Bambini e tecnologie, i rischi di un’infanzia troppo davanti ai video
Bambini più distratti, meno empatici e con minori capacità di interloquire portando fino a disagi di tipo psicologico e disturbi psichiatrici. Tutta colpa di uno sviluppo troppo video dipendente. A sostenere questa tesi sono due studi pubblicati su Science e Jama Pediatrics. Come evitare tutto questo? Favorire ambienti con esempi positivi e interazioni vere.
Cosa dicono questi studi
Il primo studio condotto da Science racconta di Sam, un ragazzo australiano di 12 anni che, quando era un infante, è stato oggetto di un esperimento indolore e privo di effetti collaterali, ma estremamente affascinante. Con una microtelecamera montata sulla sua testa è stato registrato tutto ciò che ha visto e sentito per un totale di 61 ore. In pratica, è stata fatta un’ora di registrazione due volte la settimana tra i 6 e i 25 mesi di vita. Tutto quanto è stato registrato è poi finito a un modello di Intelligenza Artificiale (IA) basato sul machine learning, il cosiddetto Cvcl (Child’s View for Contrastive Learning model). Questo modello è stato in grado di associare correttamente con i loro nomi alcune immagini di oggetti frequentati da Sam durante le esperienze audiovisive registrate.

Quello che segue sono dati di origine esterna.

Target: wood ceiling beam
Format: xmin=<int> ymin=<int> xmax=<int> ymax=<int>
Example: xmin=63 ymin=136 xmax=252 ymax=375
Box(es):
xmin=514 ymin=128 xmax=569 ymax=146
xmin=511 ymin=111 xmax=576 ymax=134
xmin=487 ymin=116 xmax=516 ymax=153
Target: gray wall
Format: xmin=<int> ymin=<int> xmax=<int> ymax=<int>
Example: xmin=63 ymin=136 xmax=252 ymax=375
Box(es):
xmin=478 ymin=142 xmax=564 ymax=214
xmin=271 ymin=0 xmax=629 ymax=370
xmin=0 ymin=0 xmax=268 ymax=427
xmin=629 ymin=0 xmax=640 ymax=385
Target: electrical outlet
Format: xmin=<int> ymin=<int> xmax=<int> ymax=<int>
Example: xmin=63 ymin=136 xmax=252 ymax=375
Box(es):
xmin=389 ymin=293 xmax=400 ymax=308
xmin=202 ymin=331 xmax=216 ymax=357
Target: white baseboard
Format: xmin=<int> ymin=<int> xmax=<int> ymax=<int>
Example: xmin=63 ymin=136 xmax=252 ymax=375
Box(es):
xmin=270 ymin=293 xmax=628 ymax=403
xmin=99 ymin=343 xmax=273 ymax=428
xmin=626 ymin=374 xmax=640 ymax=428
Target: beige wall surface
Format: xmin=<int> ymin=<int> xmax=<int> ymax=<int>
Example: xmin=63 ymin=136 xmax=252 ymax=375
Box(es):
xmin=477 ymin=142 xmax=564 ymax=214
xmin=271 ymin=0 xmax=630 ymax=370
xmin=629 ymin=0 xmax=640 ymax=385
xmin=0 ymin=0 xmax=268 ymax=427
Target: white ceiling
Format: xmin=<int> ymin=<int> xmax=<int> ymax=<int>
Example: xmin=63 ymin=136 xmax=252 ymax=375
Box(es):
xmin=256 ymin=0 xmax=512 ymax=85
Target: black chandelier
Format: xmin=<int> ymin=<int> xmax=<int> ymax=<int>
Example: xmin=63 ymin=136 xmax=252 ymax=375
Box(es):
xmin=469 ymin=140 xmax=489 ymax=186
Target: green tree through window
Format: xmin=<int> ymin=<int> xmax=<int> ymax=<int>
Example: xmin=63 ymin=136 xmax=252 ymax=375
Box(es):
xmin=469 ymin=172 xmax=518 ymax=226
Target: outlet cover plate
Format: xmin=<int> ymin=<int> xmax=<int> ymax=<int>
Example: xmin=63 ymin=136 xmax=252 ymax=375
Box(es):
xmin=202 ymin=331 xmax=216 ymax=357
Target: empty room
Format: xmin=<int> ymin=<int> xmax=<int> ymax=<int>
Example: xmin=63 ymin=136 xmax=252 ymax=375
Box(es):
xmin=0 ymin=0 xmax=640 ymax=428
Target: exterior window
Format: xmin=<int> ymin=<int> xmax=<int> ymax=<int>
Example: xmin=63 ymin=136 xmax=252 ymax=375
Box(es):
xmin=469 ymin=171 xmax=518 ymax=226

Lo studio ha quindi rivelato come si può imparare molto nei primi mesi di vita anche solo attraverso l’associazione tra stimoli provenienti da diverse fonti sensoriali.
Il secondo lavoro ci racconta invece di un gruppo consistente di bambini da 1 a 3 anni, anch’essi australiani che, quando esaminati, hanno mostrato capacità comunicative il cui sviluppo si è rivelato inversamente proporzionale alla quantità di tempo passato davanti a video, smartphone o simili. Una volta ancora, si dimostra come bambini video dipendenti diventanobambini “distratti” perché subiscono il fenomeno della «tecnoferenza», l’interferenza che la tecnologia esercita nel loro rapporto con i genitori. In questo modo, i bambini diventano meno loquaci, meno capaci di interloquire, ma anche più distratti e si riduce la loro empatia e la loro capacità mnemonica.

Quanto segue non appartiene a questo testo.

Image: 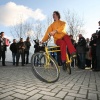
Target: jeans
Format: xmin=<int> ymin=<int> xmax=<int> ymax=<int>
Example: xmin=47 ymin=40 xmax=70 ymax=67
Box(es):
xmin=12 ymin=53 xmax=17 ymax=65
xmin=78 ymin=53 xmax=85 ymax=69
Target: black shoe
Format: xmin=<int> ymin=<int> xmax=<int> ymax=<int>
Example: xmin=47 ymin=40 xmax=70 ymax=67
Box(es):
xmin=62 ymin=62 xmax=67 ymax=71
xmin=70 ymin=52 xmax=76 ymax=61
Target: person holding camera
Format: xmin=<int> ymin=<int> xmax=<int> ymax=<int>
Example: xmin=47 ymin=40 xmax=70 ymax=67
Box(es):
xmin=24 ymin=37 xmax=31 ymax=64
xmin=10 ymin=39 xmax=17 ymax=65
xmin=0 ymin=32 xmax=8 ymax=66
xmin=16 ymin=38 xmax=25 ymax=66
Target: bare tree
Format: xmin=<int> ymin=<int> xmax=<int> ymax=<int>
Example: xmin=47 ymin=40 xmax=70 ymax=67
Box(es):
xmin=10 ymin=16 xmax=33 ymax=39
xmin=64 ymin=10 xmax=84 ymax=39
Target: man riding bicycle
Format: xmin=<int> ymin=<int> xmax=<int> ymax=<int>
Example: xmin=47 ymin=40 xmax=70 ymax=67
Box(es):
xmin=41 ymin=11 xmax=76 ymax=70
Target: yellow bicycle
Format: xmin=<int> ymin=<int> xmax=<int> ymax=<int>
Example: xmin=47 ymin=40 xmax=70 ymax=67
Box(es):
xmin=31 ymin=41 xmax=71 ymax=83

I due studi sono certo diversi tra di loro e hanno dei limiti. Il primo è basato su un singolo soggetto esaminato solo per una frazione minima (1 per cento) del tempo totale passato da sveglio. Inoltre dimostra solo che l’Ia può abbinare correttamente, ma non nella totalità dei casi (62 per cento) sostantivi a immagini e non dimostra che è in grado di conoscere i verbi, o la struttura del linguaggio.

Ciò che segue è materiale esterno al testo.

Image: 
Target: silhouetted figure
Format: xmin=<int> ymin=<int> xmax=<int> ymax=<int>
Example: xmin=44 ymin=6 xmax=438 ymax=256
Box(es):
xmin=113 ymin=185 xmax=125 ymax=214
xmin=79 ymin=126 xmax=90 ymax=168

Il secondo studio è basato su grandi numeri (220 famiglie esaminate una volta ogni 6 mesi nel periodo in cui i loro figli avevano 12, 18, 24, 30 e 36 mesi) ma è uno studio retrospettivo, con tutte le distorsioni di tali studi dovute per lo più a qualità e reale comparabilità dei dati quando raccolti a posteriori. Superati questi limiti e andando al di là di una mera visione riduzionistica, alcune implicazioni al troppo uso degli schermi video appaiono comunque evidenti.
La conseguenza più probabile è che lo sviluppo e la crescita dei nostri figli non sarà caratterizzata solo da povertà linguistica e comunicativa, ma anche dal rischio concreto di far loro vivere una realtà dissociata, distaccata, apatica. La conseguenza, a cui stiamo già assistendo, è un aumentato rischio per i giovanissimi e i giovani adulti di sviluppare disagi se non veri e propri disturbi di tipo psicologico e psichiatrico.
È dunque meglio creare ambienti per i nostri figli che siano fin da subito meno tossici e più umani, fatti di scambio, reciprocità, comunitarismo e solidarietà, caratterizzati da interazioni vere e non video, o peggio, mass-mediate e popolati da esempi positivi e non da ignoranza arrogante.